Él la miró sin disimular la sorpresa, pero ella siguió mirando al frente. No podía librarse de la sensación que tenía en las entrañas.

–¿Ha estudiado la historia de Khaleej para preparar esta entrevista? –preguntó él con cierto tono de curiosidad en la voz–. Tengo que reconocer que me sorprende y admira. Conocer Khaleej y sus costumbres es un punto muy grande a su favor.

¿Una entrevista? ¿Era para un empleo con él?

Por primera vez en dos meses, la suerte le sonreía. Si era para un puesto de empleada en el palacio, más cerca del propio jeque, mucho mejor todavía. Quizá no tuviese que soltarle la verdad en ese momento con el riesgo de molestarlo, pero ¿esperar empeoraría las cosas para Aslam? ¿Qué era lo mejor?

–Sin embargo, la señorita Young no me ha mandado una carpeta de usted.

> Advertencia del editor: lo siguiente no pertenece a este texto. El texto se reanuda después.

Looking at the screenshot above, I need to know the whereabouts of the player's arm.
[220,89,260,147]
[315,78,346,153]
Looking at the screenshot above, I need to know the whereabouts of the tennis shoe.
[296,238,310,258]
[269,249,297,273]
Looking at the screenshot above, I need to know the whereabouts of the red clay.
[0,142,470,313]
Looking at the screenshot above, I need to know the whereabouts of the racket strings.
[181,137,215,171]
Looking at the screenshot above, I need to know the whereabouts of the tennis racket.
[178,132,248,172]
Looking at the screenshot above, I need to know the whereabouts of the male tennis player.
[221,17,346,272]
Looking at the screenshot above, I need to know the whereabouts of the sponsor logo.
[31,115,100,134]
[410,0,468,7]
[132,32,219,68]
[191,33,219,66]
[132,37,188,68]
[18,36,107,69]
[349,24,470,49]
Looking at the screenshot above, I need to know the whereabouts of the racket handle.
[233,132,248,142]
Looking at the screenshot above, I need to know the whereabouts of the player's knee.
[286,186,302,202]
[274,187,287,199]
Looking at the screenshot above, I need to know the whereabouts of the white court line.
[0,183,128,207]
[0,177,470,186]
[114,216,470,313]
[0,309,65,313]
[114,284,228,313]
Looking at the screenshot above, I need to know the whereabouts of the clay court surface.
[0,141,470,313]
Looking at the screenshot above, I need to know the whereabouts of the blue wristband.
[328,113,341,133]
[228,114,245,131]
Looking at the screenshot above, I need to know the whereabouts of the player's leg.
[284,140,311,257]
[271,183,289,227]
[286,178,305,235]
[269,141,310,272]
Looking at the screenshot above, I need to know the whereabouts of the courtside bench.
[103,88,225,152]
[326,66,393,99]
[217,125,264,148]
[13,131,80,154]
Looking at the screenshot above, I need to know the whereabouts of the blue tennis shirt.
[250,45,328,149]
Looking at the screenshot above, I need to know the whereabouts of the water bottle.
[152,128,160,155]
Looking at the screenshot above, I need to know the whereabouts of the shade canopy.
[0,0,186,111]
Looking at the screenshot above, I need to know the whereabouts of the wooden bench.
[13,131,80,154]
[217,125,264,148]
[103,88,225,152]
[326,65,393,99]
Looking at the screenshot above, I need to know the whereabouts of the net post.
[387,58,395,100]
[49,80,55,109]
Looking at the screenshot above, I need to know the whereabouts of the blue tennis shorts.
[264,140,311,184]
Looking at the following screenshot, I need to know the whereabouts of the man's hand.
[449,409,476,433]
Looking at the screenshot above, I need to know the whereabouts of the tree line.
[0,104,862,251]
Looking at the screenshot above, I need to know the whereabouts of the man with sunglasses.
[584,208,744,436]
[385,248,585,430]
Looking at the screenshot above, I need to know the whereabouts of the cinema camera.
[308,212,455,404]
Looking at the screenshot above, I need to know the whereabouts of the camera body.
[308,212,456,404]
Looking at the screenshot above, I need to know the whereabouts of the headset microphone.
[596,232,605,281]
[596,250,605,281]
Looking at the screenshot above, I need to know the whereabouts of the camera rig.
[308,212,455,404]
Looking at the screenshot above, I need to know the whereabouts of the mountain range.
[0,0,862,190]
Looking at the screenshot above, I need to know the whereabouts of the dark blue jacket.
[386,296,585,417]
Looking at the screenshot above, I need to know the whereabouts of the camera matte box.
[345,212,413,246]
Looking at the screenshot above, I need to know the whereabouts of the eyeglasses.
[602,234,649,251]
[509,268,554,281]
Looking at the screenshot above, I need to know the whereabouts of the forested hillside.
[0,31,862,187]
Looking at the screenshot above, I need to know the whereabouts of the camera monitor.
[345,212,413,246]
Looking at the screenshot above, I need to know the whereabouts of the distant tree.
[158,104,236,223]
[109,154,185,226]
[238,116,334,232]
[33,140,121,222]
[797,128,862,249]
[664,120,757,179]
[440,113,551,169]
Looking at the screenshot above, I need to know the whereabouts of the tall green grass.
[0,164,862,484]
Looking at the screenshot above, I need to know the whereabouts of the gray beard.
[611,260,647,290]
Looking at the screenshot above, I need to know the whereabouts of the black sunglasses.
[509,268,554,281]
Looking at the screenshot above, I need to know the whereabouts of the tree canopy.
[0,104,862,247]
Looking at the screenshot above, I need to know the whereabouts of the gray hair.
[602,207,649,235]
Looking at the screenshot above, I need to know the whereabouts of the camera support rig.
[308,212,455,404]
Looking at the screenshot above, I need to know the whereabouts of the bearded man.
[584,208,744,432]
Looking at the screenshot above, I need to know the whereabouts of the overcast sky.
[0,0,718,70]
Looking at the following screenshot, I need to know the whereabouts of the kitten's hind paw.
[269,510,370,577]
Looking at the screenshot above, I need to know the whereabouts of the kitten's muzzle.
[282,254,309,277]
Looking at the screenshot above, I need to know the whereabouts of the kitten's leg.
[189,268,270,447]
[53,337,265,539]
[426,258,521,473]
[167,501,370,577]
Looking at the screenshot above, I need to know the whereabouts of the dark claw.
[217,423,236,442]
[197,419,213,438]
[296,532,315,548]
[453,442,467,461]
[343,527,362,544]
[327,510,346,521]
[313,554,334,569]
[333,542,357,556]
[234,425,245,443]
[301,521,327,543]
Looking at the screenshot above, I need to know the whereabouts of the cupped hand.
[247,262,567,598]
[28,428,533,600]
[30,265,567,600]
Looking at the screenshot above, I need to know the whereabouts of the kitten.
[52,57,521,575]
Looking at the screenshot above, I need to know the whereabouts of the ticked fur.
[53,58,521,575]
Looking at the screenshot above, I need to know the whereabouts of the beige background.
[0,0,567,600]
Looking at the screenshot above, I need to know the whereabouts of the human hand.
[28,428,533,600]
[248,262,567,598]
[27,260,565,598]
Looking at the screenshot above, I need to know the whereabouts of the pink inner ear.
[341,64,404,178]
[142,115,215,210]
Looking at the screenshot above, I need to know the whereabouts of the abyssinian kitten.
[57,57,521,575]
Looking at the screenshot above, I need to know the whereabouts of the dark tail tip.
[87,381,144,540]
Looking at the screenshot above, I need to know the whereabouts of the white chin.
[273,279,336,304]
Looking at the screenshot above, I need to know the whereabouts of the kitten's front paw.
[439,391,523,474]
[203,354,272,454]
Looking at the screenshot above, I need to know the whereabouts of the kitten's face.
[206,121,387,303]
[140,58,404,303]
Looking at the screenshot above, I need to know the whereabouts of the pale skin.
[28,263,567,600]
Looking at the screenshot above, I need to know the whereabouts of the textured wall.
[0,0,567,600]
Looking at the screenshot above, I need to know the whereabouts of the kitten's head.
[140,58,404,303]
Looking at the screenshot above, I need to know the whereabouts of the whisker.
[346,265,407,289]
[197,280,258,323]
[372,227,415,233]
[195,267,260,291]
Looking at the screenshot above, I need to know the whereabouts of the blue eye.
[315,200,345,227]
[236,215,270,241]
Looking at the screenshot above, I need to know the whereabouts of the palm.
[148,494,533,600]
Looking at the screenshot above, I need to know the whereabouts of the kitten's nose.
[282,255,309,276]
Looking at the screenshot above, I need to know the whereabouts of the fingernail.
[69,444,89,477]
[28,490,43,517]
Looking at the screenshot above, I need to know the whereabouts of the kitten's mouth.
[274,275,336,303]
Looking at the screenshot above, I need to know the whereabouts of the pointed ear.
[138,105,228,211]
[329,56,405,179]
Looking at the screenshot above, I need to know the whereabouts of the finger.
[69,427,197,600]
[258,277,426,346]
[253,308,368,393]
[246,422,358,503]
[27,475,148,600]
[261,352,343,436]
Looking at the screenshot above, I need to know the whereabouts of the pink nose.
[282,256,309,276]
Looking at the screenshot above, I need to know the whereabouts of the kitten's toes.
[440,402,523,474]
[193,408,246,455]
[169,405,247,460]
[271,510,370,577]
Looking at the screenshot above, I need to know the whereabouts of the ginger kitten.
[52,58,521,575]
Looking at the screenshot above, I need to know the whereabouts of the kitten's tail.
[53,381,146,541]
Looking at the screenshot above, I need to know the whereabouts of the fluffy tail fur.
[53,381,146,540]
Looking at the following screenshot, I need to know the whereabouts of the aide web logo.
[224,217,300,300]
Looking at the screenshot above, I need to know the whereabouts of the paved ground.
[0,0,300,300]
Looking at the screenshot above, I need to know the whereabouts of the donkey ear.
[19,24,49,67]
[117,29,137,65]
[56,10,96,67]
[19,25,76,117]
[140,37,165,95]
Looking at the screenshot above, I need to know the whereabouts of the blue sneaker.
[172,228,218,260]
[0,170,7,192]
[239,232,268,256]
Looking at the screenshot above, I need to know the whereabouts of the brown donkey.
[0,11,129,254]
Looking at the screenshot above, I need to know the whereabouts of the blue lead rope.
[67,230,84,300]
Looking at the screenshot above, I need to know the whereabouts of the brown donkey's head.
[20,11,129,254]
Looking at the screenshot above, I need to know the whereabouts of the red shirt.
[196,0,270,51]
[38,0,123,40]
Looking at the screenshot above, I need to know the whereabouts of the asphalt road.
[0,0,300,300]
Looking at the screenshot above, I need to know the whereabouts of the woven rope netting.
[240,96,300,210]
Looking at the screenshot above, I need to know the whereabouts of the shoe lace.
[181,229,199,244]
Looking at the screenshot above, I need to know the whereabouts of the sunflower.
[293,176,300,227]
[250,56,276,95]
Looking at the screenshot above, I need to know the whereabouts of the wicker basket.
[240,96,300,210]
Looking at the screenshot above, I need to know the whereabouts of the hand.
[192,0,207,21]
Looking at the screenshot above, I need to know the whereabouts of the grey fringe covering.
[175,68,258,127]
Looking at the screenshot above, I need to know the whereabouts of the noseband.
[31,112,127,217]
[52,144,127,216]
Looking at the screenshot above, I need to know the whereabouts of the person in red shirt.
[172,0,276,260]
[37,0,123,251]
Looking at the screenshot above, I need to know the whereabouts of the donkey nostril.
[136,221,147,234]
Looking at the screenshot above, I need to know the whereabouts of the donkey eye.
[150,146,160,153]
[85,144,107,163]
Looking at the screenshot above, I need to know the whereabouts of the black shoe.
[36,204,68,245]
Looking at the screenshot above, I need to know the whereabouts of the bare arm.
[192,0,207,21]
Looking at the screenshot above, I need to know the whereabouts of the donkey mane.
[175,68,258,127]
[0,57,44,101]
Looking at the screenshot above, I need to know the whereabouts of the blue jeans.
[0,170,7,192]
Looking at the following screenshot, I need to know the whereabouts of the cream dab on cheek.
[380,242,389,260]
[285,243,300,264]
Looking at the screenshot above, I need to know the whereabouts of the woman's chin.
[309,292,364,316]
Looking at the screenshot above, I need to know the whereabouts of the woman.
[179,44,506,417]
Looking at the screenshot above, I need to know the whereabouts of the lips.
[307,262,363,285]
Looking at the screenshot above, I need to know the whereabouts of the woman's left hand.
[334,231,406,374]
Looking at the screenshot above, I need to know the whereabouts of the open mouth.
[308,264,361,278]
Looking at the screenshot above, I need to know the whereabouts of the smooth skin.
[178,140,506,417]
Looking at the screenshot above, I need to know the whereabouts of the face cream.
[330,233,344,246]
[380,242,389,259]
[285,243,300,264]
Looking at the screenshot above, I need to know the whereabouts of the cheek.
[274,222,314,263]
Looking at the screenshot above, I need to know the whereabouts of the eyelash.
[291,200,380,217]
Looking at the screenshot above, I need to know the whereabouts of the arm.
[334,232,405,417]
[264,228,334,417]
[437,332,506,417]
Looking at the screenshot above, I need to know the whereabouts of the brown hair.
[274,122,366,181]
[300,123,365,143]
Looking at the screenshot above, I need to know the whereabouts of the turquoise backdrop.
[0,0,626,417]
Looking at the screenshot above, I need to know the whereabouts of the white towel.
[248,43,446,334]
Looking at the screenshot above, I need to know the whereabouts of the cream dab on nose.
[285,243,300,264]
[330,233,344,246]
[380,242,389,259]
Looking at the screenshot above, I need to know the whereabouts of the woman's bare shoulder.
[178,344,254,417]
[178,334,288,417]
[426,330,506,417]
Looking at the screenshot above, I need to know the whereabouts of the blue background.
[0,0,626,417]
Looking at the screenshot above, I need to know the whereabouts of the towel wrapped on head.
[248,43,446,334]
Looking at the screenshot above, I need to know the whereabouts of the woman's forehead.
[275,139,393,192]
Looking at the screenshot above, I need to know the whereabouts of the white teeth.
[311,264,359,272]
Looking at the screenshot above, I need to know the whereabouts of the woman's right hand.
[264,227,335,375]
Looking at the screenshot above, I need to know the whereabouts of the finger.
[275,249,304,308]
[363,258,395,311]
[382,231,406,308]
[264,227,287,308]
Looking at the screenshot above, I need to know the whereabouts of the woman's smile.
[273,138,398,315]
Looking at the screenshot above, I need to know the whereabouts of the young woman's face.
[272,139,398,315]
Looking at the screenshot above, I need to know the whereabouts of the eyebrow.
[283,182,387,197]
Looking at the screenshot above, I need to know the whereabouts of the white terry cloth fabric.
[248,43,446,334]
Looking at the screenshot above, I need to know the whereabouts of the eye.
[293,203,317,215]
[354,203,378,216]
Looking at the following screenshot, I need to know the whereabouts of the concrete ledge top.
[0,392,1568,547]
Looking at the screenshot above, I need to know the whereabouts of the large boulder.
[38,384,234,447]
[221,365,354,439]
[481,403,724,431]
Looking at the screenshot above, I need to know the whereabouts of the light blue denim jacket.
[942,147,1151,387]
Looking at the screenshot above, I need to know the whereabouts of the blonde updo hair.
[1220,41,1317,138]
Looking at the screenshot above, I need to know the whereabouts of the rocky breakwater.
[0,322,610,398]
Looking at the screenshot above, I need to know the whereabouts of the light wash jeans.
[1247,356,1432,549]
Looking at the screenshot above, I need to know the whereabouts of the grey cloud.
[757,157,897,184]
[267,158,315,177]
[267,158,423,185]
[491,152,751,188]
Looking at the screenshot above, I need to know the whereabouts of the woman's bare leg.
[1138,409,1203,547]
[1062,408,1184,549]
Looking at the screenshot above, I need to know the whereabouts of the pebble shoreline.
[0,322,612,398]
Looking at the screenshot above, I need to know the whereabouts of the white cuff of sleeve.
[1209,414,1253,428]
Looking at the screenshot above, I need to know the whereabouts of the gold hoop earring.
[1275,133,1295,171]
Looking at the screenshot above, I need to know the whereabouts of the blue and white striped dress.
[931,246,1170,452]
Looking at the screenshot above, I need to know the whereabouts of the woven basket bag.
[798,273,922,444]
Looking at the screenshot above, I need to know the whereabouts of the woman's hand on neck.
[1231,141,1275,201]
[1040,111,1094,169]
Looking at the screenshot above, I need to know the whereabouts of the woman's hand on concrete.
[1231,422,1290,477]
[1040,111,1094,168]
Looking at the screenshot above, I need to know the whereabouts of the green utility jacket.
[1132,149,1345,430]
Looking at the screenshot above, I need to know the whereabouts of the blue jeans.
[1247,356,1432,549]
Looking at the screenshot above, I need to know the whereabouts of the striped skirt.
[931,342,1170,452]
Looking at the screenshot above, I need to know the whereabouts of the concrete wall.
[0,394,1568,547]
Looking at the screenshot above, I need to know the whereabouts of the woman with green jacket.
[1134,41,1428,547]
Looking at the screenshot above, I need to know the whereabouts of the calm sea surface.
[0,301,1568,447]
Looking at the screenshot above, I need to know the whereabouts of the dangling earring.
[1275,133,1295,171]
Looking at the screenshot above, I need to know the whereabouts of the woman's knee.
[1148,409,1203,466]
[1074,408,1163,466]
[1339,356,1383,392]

Amalia, que estaba poniéndose roja, sacó el teléfono del bolso.

–Puedo mandarle mi currículum en un minuto.

–No, eso es demasiado… raro hasta para mí.

¿De qué estaba hablando ese hombre?

–Hábleme de usted. Me produce curiosidad que la señorita Young la haya elegido cuando está claro que no tiene contacto con la realeza ni ninguna de las otras… características.

¿Contacto con la realeza? ¿Qué empleo era ese que las candidatas tenían que tener contacto con la realeza?

–La verdad es que no me he preparado para la entrevista.

Decidió que iba a decirle la verdad poco a poco para ver cómo reaccionaba. Tenía que hacerse una idea de qué tipo de hombre era, si era justo e imparcial o era como su primo.

–Nací aquí, en Khaleej, y viví aquí hasta los trece años. Mi… Mi padre es historiador en la Universidad de Sintar y experto en objetos antiguos. Él… –se le formó un nudo en la garganta y le costó seguir–. Aslam, mi hermano gemelo, y yo… Nuestro pasatiempo favorito era sentarnos en su despacho y escuchar sus historias largas y enrevesadas sobre Khaleej. Es… era un contador de historias fantástico.